Armitage's county cricket career took off in 1875, when he took 22 wickets in nine matches at just 7.59 apiece, including 7–27 against Derbyshire, and recorded the first of his four half-centuries, 68 not out against Surrey. In 1876, he played 12 games and claimed 45 wickets, taking 13–46 in a match against Surrey bowling underarm lobs, and making his highest first-class score, of 95, against Middlesex.

Armitage was selected for the tour of Australia that winter, and in the spring of 1877 played in the first two Test matches, both at Melbourne. He is credited with being the first player to represent England, due to alphabetical order, and is therefore number one in the order of Test caps.

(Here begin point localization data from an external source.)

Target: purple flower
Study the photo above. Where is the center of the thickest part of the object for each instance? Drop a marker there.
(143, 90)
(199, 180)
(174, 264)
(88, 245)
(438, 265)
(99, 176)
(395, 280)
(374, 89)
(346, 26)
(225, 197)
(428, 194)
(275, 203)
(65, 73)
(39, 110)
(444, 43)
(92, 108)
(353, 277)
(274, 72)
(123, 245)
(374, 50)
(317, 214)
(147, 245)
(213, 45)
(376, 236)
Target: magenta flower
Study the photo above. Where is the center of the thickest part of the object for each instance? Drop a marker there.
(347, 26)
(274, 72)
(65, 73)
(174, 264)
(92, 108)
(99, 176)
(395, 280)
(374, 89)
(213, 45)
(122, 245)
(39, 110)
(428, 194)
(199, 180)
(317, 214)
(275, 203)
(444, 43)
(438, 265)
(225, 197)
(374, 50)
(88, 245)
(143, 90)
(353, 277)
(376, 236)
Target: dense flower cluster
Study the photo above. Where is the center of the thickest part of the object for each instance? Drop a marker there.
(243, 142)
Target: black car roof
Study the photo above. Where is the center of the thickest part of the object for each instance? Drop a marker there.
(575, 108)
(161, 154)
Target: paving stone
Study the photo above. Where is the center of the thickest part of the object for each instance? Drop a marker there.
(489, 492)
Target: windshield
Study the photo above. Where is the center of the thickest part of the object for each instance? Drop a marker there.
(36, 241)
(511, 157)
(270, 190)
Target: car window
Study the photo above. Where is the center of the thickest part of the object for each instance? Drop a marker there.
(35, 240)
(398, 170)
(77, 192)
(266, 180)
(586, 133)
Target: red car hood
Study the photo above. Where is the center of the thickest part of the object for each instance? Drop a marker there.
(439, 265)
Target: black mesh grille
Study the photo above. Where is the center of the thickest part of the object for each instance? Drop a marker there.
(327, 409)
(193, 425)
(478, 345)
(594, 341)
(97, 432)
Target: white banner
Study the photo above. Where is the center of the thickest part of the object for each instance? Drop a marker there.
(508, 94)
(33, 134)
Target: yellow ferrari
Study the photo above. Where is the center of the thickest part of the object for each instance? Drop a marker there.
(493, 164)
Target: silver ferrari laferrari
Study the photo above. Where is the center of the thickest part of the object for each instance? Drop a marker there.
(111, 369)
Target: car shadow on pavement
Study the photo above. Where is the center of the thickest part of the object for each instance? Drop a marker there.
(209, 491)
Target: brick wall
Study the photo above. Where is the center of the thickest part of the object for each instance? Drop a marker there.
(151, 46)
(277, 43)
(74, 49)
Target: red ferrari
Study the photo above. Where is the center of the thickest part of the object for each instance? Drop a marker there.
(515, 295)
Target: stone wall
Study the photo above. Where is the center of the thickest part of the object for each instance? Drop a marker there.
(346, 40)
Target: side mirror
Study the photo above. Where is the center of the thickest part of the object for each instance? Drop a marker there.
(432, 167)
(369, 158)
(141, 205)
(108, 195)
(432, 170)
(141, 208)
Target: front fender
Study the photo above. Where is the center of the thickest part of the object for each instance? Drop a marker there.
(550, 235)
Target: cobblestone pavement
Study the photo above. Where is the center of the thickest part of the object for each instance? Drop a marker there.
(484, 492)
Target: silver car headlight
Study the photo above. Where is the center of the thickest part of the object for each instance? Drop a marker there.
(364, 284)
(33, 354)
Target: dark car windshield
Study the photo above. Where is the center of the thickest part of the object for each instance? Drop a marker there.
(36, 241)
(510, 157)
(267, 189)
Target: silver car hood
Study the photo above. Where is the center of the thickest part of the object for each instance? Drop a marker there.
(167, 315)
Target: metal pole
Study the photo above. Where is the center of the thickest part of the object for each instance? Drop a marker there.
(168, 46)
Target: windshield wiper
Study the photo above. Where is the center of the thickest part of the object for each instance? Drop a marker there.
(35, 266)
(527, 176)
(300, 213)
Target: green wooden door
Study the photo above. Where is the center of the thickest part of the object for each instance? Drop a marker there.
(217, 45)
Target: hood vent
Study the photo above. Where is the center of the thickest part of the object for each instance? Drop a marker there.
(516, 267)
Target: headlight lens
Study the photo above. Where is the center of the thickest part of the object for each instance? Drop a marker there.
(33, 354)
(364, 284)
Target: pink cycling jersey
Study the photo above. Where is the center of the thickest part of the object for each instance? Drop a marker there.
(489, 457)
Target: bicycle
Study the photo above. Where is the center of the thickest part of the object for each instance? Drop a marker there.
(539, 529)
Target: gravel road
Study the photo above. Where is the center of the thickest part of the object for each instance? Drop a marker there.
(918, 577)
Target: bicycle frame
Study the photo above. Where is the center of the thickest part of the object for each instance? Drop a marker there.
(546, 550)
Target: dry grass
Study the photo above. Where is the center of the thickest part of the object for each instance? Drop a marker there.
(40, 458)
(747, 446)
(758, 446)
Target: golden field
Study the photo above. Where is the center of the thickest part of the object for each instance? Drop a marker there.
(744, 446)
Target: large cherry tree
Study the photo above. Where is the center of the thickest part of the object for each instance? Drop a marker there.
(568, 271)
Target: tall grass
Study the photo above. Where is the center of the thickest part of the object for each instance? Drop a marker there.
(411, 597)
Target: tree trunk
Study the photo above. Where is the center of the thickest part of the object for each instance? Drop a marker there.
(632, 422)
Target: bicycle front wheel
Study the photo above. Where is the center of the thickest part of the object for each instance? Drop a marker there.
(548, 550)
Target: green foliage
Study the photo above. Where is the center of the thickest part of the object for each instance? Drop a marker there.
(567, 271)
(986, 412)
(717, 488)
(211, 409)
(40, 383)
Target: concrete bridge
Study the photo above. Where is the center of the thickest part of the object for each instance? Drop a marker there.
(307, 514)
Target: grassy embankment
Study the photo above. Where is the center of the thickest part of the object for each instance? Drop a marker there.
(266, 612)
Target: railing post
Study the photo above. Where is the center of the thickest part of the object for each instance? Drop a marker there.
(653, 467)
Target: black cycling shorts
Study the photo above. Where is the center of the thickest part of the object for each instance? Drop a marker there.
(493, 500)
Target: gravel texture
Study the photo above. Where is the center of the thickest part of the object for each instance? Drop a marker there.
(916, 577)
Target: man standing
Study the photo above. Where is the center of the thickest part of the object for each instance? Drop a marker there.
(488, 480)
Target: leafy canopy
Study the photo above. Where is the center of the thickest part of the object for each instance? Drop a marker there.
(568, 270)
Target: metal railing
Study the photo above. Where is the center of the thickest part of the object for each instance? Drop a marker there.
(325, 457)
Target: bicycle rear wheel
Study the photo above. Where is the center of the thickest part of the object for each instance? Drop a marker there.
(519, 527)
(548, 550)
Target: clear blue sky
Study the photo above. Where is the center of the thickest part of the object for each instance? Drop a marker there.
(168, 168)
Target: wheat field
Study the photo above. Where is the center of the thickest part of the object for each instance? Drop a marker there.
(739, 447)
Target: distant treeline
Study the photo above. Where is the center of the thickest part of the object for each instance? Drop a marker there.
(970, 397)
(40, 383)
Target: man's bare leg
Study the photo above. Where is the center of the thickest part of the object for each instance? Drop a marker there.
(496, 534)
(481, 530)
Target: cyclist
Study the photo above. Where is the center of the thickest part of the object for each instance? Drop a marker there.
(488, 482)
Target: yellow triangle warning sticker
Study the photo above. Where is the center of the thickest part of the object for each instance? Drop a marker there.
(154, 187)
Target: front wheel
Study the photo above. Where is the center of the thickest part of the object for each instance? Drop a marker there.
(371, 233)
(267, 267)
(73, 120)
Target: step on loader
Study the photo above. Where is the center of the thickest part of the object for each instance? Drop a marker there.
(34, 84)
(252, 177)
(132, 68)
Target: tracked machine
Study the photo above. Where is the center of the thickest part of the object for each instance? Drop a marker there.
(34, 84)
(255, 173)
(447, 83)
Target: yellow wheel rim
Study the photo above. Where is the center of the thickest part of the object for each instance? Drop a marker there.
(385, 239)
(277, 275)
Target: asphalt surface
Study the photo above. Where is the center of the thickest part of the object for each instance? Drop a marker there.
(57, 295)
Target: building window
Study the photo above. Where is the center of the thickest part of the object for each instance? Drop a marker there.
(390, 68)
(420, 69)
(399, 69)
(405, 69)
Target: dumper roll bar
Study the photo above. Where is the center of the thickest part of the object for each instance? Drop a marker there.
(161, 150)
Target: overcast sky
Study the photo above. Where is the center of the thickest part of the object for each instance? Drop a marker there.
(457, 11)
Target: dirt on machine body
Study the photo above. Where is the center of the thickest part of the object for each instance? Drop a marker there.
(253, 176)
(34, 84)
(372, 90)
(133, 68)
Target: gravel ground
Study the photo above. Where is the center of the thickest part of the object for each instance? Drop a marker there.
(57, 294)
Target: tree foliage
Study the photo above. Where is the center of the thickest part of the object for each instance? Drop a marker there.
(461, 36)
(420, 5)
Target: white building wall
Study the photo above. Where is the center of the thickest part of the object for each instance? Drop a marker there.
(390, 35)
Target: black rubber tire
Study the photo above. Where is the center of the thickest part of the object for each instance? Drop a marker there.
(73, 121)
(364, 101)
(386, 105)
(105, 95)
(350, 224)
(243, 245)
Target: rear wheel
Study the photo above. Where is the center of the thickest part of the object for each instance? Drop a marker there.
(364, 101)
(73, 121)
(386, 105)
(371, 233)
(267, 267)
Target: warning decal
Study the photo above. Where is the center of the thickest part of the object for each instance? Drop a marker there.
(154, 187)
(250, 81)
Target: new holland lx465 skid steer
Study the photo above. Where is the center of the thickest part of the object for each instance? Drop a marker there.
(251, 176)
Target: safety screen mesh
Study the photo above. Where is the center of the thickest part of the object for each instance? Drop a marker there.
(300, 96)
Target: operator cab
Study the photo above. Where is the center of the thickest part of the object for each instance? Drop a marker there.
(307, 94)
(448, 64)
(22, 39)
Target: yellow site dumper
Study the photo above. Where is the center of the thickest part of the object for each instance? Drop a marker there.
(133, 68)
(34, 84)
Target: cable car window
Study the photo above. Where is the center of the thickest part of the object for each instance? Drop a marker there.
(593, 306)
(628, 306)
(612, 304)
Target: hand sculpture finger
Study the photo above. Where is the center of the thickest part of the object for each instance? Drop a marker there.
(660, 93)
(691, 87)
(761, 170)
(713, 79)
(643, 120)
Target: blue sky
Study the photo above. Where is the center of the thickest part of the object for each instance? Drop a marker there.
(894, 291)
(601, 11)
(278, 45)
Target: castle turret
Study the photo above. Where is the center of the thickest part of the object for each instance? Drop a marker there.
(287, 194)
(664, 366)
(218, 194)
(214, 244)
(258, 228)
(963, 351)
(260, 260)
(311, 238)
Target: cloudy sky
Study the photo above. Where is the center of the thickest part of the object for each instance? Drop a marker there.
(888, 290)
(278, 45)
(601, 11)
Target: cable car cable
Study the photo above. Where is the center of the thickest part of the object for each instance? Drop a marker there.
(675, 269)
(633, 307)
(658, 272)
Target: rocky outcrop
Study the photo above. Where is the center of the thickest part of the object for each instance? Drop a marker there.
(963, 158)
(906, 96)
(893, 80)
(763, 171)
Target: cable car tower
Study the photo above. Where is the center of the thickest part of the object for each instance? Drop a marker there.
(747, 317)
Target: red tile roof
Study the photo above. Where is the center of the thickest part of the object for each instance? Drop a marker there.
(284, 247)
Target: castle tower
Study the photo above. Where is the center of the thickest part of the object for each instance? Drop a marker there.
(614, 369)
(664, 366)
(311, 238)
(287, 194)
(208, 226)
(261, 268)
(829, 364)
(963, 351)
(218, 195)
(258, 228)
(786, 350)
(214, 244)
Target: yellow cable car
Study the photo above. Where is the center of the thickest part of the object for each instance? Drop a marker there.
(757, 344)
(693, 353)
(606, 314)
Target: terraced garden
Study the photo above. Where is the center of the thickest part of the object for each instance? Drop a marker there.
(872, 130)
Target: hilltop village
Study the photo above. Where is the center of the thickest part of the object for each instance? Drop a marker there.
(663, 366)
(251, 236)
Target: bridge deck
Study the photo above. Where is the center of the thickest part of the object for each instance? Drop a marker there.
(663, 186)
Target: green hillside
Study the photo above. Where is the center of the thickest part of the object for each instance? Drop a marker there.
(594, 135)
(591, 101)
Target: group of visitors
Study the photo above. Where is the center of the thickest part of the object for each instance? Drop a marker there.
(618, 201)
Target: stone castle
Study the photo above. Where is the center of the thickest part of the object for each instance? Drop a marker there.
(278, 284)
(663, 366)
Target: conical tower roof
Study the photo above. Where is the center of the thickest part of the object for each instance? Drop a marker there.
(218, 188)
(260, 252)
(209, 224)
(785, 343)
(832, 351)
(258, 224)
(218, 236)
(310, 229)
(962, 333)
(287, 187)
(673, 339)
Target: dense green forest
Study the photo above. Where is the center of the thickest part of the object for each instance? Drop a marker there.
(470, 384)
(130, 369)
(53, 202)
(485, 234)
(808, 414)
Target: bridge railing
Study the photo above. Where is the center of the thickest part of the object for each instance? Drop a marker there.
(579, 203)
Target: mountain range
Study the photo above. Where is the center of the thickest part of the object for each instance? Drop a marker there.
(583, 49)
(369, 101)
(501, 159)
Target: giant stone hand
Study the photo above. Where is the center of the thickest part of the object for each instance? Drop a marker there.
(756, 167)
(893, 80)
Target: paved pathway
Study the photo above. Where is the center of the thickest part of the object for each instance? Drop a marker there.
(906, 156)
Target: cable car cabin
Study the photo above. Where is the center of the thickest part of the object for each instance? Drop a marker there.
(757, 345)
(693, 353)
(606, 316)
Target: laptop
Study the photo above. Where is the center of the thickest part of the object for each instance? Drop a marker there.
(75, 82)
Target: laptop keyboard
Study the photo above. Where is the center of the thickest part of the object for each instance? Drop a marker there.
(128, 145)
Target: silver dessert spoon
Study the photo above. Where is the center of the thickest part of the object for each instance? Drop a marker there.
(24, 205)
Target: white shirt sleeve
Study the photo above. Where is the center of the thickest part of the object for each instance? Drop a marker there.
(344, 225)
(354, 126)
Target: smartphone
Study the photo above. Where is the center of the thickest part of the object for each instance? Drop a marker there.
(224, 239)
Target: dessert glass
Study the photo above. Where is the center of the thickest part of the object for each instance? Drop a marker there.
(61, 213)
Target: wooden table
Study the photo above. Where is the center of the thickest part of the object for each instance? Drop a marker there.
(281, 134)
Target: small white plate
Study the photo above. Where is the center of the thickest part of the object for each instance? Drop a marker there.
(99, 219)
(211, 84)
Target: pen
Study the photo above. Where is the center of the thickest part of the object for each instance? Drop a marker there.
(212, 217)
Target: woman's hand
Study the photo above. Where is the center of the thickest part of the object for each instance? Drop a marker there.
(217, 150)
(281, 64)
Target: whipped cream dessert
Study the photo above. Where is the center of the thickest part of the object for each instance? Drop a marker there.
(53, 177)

However, he did almost nothing, bowling only 12 balls and scoring just 33 runs in three innings, and he never played for England again.

He played for Yorkshire for a couple of years more, achieving some success in 1877, when he took 42 wickets, but he declined in 1878 and played in only one match in 1879, for United North of England against London United. He then emigrated to the United States, and seven years after his previous game he made one final first-class appearance, for Players of United States of America against Gentlemen of Philadelphia, making 58 and taking 2–25.

Armitage died in Pullman, Chicago, in the US state of Illinois, at the age of 74.

Armitage's grandson, also called Tom, was a professional footballer for Sheffield Wednesday F.C. who died on New Year's Eve 1923, after suffering an injury on the pitch a few days earlier. Another grandson, Len Armitage, was also a professional footballer.